In this case, the Center for Biological Diversity, San Bernardino Valley
Audubon Society, and Sierra Club, San Gorgonio Chapter (collectively, CBD), and the
National Parks Conservation Association (National Parks) filed a petition for a writ of
mandate in the trial court, challenging the approval of the Project under the California
Environmental Quality Act (CEQA) (Pub. Resources Code, § 21000 et seq.).1 The
named respondents were the Santa Margarita Water District (Santa Margarita) as the lead
agency for the Project; the Board of Directors of the Santa Margarita Water District; the
County of San Bernardino, a responsible agency for the Project (the County); and the
Board of Supervisors of the County of San Bernardino. The trial court denied the petition
for a writ of mandate, and Appellants raise several issues in this appeal.
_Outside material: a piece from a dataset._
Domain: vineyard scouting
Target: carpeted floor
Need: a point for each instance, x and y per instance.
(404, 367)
First, Appellants contend that Santa Margarita was improperly designated
as the lead agency for the Project, and that this error so tainted the environmental review
process that such designation requires preparation of a new environmental impact report
(EIR). We disagree. Santa Margarita was properly designated as the lead agency
because it is jointly carrying out the Project with the property owner, Cadiz, and because
it is the agency with the principal authority for approving and supervising the Project as a
whole. Because we find no error in the designation of Santa Margarita as the lead
agency, we need not address the issue of prejudice.
1
CBD and National Parks will be collectively referred to as Appellants.
3
Second, Appellants argue that the EIR‟s project description was inaccurate
and misleading because the Project was described as a means of conserving water, but
will not save from evaporation an amount of water equal to the amount being pumped
from the aquifer over the life of the Project. We conclude that the Project is consistent
with the EIR‟s purpose and objectives because it will conserve water otherwise lost to
brine and evaporation, and will improve water supplies throughout many areas of the
State of California.
Third, Appellants argue that the EIR is misleading because it does not
provide an accurate duration for pumping by the Project. We disagree. The EIR sets a
definite length of time during which pumping under the Project may occur. The
additional time permitted for pumping if contingencies require that the pumping be
extended do not alter the total amount of water that may be withdrawn. Although the
EIR and other documents included as part of the environmental review contemplate that
the parties might wish to extend the pumping for an additional term of years after the
stated completion date of the Project, any further term is not reasonably foreseeable at
this time. Indeed, the EIR specifically provides that any extensions of the Project term
would require further, separate environmental review.
Fourth and finally, Appellants contend that the Project will pump more
water from the aquifer than is contemplated by and discussed in the EIR. Having
reviewed the EIR and related documents, we conclude that they do not permit withdrawal
of water in excess of the amounts specified in the EIR, so there is nothing inaccurate or
misleading about the Project description.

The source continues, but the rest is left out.